La justicia no es otra cosa que la conveniencia del más fuerte.
Platón
A todos siempre nos llama la atención la figura de la justicia con los ojos vendados y por supuesto que la explicación más lógica es que refleja imparcialidad.
Esta concepción de justicia ciega se originó en tiempos de los faraones, quienes preocupados por la impresionante autoridad de los que colaboraban en los juicios dispusieron efectuarlos en cámaras absolutamente sombrías.
De esta manera los enjuiciadores no podían ser influenciados por los prototipos de los participantes. Surgiendo así el símbolo de la mujer con los ojos vendados que sostiene en la mano izquierda la balanza, representado el equilibrio, y en la mano derecha la espada que simboliza la ley. Enunciando que la justicia debe juzgar por igual a todos y en exactitud de condiciones, que debe ser neutral sin diferir entre credo, razas, color, nivel social o posición económica.

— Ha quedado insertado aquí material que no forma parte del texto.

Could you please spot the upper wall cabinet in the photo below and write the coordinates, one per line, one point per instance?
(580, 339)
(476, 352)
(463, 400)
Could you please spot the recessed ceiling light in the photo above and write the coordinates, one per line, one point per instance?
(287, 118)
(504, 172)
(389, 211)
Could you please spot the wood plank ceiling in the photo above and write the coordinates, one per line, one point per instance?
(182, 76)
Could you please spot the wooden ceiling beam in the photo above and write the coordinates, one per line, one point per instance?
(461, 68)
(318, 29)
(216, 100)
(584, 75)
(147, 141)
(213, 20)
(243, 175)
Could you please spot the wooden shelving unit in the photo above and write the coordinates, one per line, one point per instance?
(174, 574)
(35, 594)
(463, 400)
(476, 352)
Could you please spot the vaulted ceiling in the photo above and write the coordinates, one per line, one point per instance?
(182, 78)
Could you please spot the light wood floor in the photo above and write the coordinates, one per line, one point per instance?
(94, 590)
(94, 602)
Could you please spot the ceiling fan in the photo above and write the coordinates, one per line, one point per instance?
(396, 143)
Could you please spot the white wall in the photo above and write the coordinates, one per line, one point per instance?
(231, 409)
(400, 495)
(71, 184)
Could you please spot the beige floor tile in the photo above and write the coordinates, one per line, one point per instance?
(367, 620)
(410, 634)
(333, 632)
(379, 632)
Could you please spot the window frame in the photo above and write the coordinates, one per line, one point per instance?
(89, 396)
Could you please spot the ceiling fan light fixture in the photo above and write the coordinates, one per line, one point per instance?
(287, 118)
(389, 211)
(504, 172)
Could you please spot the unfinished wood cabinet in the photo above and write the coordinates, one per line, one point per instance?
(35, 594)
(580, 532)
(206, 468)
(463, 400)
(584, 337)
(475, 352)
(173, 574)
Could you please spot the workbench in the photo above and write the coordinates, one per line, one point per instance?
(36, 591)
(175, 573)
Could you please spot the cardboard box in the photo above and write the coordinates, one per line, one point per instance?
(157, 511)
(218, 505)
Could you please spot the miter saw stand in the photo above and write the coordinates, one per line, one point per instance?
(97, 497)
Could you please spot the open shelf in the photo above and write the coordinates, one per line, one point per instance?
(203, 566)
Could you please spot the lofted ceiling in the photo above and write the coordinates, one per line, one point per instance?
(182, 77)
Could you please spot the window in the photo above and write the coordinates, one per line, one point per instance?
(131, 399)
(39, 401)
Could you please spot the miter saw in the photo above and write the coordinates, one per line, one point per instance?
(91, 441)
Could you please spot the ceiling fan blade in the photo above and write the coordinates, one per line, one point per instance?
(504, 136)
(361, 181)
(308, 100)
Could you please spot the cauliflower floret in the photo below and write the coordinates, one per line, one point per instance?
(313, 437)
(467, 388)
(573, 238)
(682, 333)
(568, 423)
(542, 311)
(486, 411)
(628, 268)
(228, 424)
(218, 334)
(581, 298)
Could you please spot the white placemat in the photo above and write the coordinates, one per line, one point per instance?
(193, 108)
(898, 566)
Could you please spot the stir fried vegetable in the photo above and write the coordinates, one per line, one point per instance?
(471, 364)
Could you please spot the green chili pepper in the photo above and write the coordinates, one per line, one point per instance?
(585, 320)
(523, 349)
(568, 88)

Esta creencia de que la justicia es ciega es dudosa y opuesta a la realidad, la restringe al no poder diferenciar entre lo bueno y lo malo, entre un culpable y un inocente; su imposibilidad de discernir con precisión cómo aplicar la ley y mantener el equilibrio de la balanza, la lleva a incurrir en injusticias, a recluir en las cárceles a inocentes y a no castigar a los corruptos.
Desafortunadamente a lo largo de la historia lo hemos leído y experimentado; desde condenar con simplicidad a desmedidas sentencias a personas de baja procedencia social que de haber tenido los recursos necesarios hubieran dispuesto de buenos abogados y hasta hubieran sido aplaudidos por los mismos que pedían su condena, hasta ricos tramposos que se salvaron del sufrimiento de la cárcel después de dejar varios millones en uno de los platillos de la justicia.
La justicia de los hombres está atiborrada de errores, favoritismos, inmoralidades y en muchos casos responde al ego. Sus artículos son frágiles y al permitir razonamientos variados facilita que existan jueces que dictaminen de forma favorable o desfavorable según qué asuntos y a quiénes, y que existan abogados que vivan justamente de las incógnitas y trampas que les permiten las vaguedades de las leyes.
Símbolos que representan la justicia

La balanza: equidad
La imagen de la Justicia con una balanza, instrumento de cálculo, sugiere la búsqueda de un resultado cierto y justo. La balanza cumple con una función alegórica de referirse al acto de juzgar, dividir y finalizar un conflicto.

La espada: el poder de la razón y la Justicia
La espada, otro de los símbolos de la Justicia, representa el poder de la razón y la justicia, que puede ser ejercido a favor o en contra de cualquiera de las partes.

La venda: “la justicia es ciega”
La Justicia no tiene mirada, se la representa con los ojos vendados. El velo de la Justicia simboliza la limitación del juez a los hechos para poder dictar sentencia.

Cuando se posee la fuerza se deja de invocar a la justicia.